I Traum / Schatzkammer (1761–1808): Frau Venus nimmt den Sprecher an die Hand und führt ihn in ihre Schatzkammer mit Perlen, Gold und Edelsteinen. Da der Sprecher die Regeln und das Leben der Venus achte, solle er sich als Geschenk aussuchen, was ihm gefalle.  Der Sprecher dankt, doch wünsche er sich weniger materielle Schätze als vielmehr, dass ihm seine geliebte G in dem kittel (1784) gewogen sei. Zudem schäme er sich, Gaben anzunehmen; er wisse nicht, wie er das vor der Geliebten verantworten solle und fürchte ihren Zorn.  Frau Venus meint, er solle dennoch zuversichtlich sein, und überreicht ihm für den Notfall einen Diamanten (Treue), einen Saphir (Beständigkeit), einen Rubin (Ehre) und einen grünen Smaragd, mit dem er die Huld seiner Geliebten erlangen werde. Der Sprecher nimmt überglücklich die Steine an sich und nimmt von der Kaiserin Venus und den Königinnen Abschied.

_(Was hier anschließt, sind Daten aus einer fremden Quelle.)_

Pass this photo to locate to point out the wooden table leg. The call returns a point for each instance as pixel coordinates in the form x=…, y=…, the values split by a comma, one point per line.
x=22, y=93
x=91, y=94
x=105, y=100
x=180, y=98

J Erwachen und Schluss (1809–1894): Dieser Teil ist abgesehen von letzten zwei Versen durchgehend in Dreireimen gedichtet. Der Hahn kräht, und der Sprecher empfindet einen Schlag gegen sein Herz. Doch das will er nicht weiter kommentieren (1811: Das lan wir ligen, als es lag!). Stattdessen schließt er die Rede mit einem Lob seiner Geliebten, einem Liebesbekenntnis und einer Bitte um Erhöhung, zuerst in Form einer Baumallegorie (aus ihm sprössen junge Minnetriebe; sein Herz pflücke ihren Trost; ihr Stamm wurzele in ihm; ihr Zweig des Glücks gehe in ihm mit voller Blüte auf usw.), dann in einer Apostrophe seiner Dame mit verschiedenen Namen an (je zu Beginn eines Dreireims), die als Attribute zum einen ihre Tugenden, zum anderen aber auch seine Wünsche und Verpflichtungen ihr gegenüber bezeichnen (1827–1889): Frau frölich, Frau trut, Frau wirdig usw. Darin finden sich bekannte, aber auch neue Metaphern und Gedanken (Zweig des Heils; die Geliebte im Haus seines Herzens; Schlüssel zum Schrein seines Herzens; Leibeigenschaft usw.). Wegen der Dame möchte er in Blau gekleidet gehen. Es folgt noch ein Ausruf des Sprechers: Ach got, künt ich das mittel! (1893) und die Titelnennung: Diz buch daz heizet der kittel (1894). Der anfangs ausführlich entworfene narrative Rahmen wird nicht geschlossen.

Parallelen:

Zahlreiche Ähnlichkeiten in Struktur, Wortschatz und Argumentation bestehen mit den anderen Minnereden von Altswert, vor allem B429 und B431, Einzelnes findet sich auch in B479 wieder. Ähnliche Regelkataloge findet man z.B. in B251.

[Die Informationen stammen aus: Jacob Klingner/Ludger Lieb: Handbuch Minnereden. Berlin, Boston: de Gruyter 2013, Band 1. - Korrekturen, Aktualisierungen und Ergänzungen werden stillschweigend vorgenommen.]